Nós não cobramos nada do trabalhador. Tudo é pré-pago pelo empresário na Guia da Previdência Social.

A contrapartida dada ao empresário é oferecer mão de obra qualificada e tratada sem custo adicional.

Trabalhamos para convencer o Executivo de que a contribuição para o Sistema "S" deve continuar para possibilitar a formação de mão de obra qualificada, necessária ao desenvolvimento sustentável da economia brasileira.

O investimento em infraestrutura é a melhor maneira de promover o crescimento econômico. O Estado brasileiro não tem recursos, mas eles estão disponíveis no mercado financeiro, tanto no Brasil quanto em capital estrangeiro.

O que os investidores querem é segurança para investir e ter o esperado retorno de capital. Para viabilizar as PPPs, é necessário apenas dar segurança jurídica por meio de licitações claras, em que possam ser conhecidos os deveres e direitos dos vencedores das licitações.

Para o melhor, maior e mais rápido crescimento econômico, é conveniente que o governo abra mão das outorgas, pois elas oneram o custo. Quem paga mais outorgas tem custo mais alto, e a consequência são tarifas mais caras. Tarifas mais caras significam transporte mais caro, aumentando o Custo Brasil, que reconhecidamente é um dos problemas para o desenvolvimento sustentável.

A Reforma da Previdência precisa ser vista como um projeto de Estado, e não de governo.

O presidente Bolsonaro deu um passo ao encaminhar para o Congresso um projeto de reforma. Deveria assumir a articulação e trabalhar para sua aprovação, em vez de ficar buscando a definição de política velha ou política nova.

Entendo que tanto o Executivo quanto os congressistas eleitos e reeleitos são partícipes da nova política, pois todos tiveram os seus mandatos, seja o primeiro, ou renovados pelos eleitores brasileiros em legítimo processo democrático.

Aproveito para, mais uma vez, agradecer pela presença dos parlamentares. Peço que, em nome da sociedade brasileira, iniciem os debates sobre a Reforma da Previdência; façam os ajustes necessários, que sejam frutos dos debates; e aprovem a Reforma, tão necessária para o destravamento do nosso crescimento econômico.

Além da Reforma, cabe ao Congresso Nacional discutir outros grandes temas, como a segurança pública, a Reforma Tributária e a Reforma Política.
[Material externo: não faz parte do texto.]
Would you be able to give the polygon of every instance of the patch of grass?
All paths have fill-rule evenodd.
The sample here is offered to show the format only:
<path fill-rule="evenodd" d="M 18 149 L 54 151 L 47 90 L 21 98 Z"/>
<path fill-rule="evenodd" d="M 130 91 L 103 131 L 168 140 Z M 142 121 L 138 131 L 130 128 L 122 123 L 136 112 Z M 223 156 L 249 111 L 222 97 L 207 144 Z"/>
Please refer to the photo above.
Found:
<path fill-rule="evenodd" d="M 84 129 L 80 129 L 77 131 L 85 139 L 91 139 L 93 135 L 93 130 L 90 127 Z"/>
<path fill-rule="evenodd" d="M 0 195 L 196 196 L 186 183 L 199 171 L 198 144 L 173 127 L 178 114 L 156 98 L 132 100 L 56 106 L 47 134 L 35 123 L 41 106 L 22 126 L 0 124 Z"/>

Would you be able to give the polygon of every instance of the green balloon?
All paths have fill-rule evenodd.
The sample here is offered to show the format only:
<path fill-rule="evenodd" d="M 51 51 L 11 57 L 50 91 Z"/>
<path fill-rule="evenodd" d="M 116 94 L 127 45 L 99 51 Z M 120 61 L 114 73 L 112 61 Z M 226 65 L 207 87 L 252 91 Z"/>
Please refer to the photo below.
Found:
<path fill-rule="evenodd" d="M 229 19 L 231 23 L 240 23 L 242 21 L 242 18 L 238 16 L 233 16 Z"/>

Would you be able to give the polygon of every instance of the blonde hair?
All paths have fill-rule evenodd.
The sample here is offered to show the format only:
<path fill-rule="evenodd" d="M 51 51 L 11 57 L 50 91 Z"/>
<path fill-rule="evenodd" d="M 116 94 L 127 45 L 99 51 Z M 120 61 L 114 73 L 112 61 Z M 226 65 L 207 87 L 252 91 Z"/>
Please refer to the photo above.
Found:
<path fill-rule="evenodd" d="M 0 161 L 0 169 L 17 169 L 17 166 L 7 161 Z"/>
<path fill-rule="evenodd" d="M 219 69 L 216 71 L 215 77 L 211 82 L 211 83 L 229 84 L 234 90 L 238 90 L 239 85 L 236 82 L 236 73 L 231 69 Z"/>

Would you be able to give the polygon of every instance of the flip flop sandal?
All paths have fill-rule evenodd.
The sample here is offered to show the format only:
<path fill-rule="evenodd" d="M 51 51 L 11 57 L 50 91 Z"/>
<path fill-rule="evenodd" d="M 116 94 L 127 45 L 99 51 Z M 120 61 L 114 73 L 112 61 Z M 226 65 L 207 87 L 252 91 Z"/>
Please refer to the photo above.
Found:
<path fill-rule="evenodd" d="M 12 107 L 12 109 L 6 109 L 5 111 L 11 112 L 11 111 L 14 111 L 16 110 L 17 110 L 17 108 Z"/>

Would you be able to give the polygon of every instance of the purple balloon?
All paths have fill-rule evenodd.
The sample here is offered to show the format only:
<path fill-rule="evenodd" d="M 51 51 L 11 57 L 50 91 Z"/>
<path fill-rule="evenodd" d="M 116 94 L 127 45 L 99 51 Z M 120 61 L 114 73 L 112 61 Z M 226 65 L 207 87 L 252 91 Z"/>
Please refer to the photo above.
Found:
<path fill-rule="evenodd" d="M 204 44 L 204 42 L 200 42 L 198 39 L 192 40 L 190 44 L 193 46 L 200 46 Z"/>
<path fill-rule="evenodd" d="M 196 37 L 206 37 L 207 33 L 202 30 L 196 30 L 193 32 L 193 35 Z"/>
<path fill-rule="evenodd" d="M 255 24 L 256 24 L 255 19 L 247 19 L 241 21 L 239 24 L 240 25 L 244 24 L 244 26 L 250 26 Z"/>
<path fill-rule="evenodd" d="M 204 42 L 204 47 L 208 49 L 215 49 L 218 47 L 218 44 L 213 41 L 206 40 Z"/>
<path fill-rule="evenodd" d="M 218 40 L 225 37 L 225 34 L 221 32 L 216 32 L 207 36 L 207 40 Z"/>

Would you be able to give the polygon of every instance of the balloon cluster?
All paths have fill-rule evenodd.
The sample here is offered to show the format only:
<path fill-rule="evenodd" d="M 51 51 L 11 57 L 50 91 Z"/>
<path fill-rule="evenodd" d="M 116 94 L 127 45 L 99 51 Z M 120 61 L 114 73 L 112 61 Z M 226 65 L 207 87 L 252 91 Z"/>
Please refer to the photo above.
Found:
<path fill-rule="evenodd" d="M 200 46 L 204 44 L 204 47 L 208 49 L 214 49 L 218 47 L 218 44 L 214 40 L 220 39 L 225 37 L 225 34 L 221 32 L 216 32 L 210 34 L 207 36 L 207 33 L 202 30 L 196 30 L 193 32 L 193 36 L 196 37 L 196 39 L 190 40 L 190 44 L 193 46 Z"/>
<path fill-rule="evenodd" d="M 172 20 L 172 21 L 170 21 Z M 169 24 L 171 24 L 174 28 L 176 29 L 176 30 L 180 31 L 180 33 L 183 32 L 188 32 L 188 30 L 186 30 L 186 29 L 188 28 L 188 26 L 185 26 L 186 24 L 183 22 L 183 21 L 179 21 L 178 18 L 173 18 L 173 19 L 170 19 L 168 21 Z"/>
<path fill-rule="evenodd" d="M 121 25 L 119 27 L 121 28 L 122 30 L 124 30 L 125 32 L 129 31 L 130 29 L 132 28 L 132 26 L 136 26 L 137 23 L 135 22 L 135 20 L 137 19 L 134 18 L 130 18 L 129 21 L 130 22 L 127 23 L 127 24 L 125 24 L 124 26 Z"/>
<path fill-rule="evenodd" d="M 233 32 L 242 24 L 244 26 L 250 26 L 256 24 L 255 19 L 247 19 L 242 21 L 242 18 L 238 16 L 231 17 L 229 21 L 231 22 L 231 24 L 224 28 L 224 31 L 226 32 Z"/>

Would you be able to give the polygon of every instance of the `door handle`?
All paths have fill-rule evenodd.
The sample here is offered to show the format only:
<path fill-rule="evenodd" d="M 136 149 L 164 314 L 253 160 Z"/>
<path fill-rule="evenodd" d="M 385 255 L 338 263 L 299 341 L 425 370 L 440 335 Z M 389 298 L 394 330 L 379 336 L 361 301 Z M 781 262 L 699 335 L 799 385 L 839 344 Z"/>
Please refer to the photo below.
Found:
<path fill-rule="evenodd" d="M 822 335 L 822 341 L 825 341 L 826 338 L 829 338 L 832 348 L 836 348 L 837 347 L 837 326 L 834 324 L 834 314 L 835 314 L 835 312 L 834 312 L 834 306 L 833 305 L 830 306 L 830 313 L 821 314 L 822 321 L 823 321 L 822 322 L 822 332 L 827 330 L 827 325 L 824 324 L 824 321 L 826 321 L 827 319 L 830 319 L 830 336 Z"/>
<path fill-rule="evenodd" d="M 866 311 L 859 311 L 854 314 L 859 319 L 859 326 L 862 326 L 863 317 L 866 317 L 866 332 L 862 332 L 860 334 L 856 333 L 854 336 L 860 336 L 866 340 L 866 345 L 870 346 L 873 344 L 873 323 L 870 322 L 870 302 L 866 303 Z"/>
Nos próximos quatro anos, teremos muito trabalho.

A CNT tem um excelente banco de dados, com as melhores informações sobre o transporte, a mobilidade urbana e a necessidade de investimentos para o desenvolvimento do Brasil.

Colocamos nossas informações à disposição dos parlamentares que queiram apresentar projetos para o desenvolvimento do nosso país.

Nossa ação no Poder Judiciário será constante. Estaremos atentos e, sempre que houver descumprimento de qualquer legislação, em prejuízo do transporte, não deixaremos de propor ações judiciais em defesa dos nossos interesses.

Fazer uma carreira institucional não é tarefa simples, pois transcende nossa vontade e dedicação.

Agradeço aos exemplos que recebi do meu pai, Vicente Costa, meu inspirador na caminhada pelo Setcemg e pela Fetcemg, que me fez chegar à CNT.

Agradecimento especialíssimo à Eliana, minha esposa há 33 anos, que acompanhou toda a minha trajetória e que, junto com as minhas filhas Priscila e Talita, soube compreender e me apoiar na vida sindical.

Aos colaboradores da CNT, do SEST SENAT e do ITL meu muito obrigado. Conto com todos vocês. Seguiremos, juntos, com entusiasmo, ética, transparência e compromisso, trabalhando pelo desenvolvimento do transporte e do nosso país!